Picking the Right Shot

Picking the right shot while playing can get quite complicated.  If you really think about it, you will never get two identical shots in any given round.  Consider the fact that there are so many variables to consider in order to hit your next shot; yardage, elevation, wind speed and direction, lie and pin position just to name a few.

I find that many golfers make decisions that add stress to their game.  They pick low percentage shots or pick shots that they have never even tried before.  They shoot at pins because that’s what they think they are “supposed” to do and not what they know they can do.

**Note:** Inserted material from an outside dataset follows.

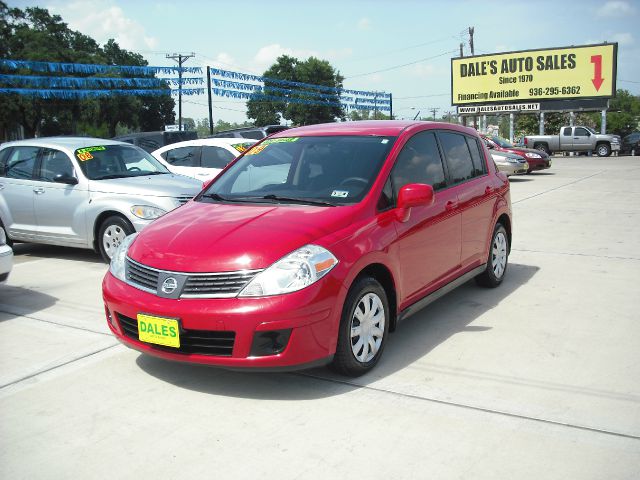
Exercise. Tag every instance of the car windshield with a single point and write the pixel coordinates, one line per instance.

So, how do you go about picking the right target?  Here are a few steps to follow:

  1. Determine distance of shot you are tring to hit. This is important off the tee as the average golfer usually tries to hit their drives as far as possible.  Tour players tend to play towards an area in the fairway that will set them up for an easier shot into the green.  They look for a shorter landing area and would settle for a longer approach shot into the green if it would mean a flatter lie.  Make sure you factor in elevation changes, wind speed and wind direction when you are determining distance.
  2. Know your carry distance for every club. This is especially important when you are trying to carry a hazard off the tee or a greenside bunker.  Knowing how far each club in your bag carries will help you in selecting a club as well as give you the confidence to make the shot.
  3. Not every flag should be aimed at. There are times when aiming for the middle of the green is a prudent play.  Many have heard of “sucker pins,” but many people still take dead aim at them hoping to pull off the miracle shot.  Tour players rarely take aim at the pin unless they have a wedge in their hands.  Most of the time, they are looking at targets that would give them the best birdie putt opportunity.  Normally, they are looking for a target that would allow them to play their best shot shape and enable them to swing with full confidence.
  4. When in doubt, play to the middle. Playing to the center of the green is always a good idea.  A good rule of thumb is to place the ball in between the pin and the center of the green.  That way, you are always giving yourself a little wiggle room if you hit a less than perfect shot.